Experts agree, though, that the centrist camp is growing. Estimates of the number of evangelicals nationwide vary, depending on how they are counted and how the term is defined, but Mr. Green put it at 26.3 percent of Americans.
The full electoral implications of the shift that is occurring in the movement will likely unfold over the next decade or more, several religious experts and activists said, as opposed to in this next presidential election cycle.
“I think we’re talking about a 20-year effect,” said Andy Crouch, an editor at Christianity Today.The tremors of change are, nevertheless, detectable, especially among younger evangelicals. Many are intrigued by Senator Barack Obama, Democrat of Illinois, who has demonstrated the ability to speak convincingly about his faith on the campaign trail, as a presidential candidate.

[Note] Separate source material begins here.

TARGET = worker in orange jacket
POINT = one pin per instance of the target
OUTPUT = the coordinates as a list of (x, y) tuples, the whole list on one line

“The person I just hear about all the time is Obama because he is seen as spiritually serious, even if people know he’s really kind of a liberal Christian,” Mr. Crouch said.
Gabe Lyons, 32, is emblematic of the transformation among many younger evangelicals. He grew up in Lynchburg, Va., attending Mr. Falwell’s church. But he has shied away from politics. Instead, he heads the Fermi Project, a loose “collective” dedicated to teaching evangelicals to shape culture through other means, including media and the arts.
“I believe politics just isn’t as important to younger evangelicals as it has been for the older generations because we recognize from experience that politics does not shape the morality of a culture,” he said. “It simply reflects what the larger culture wants.”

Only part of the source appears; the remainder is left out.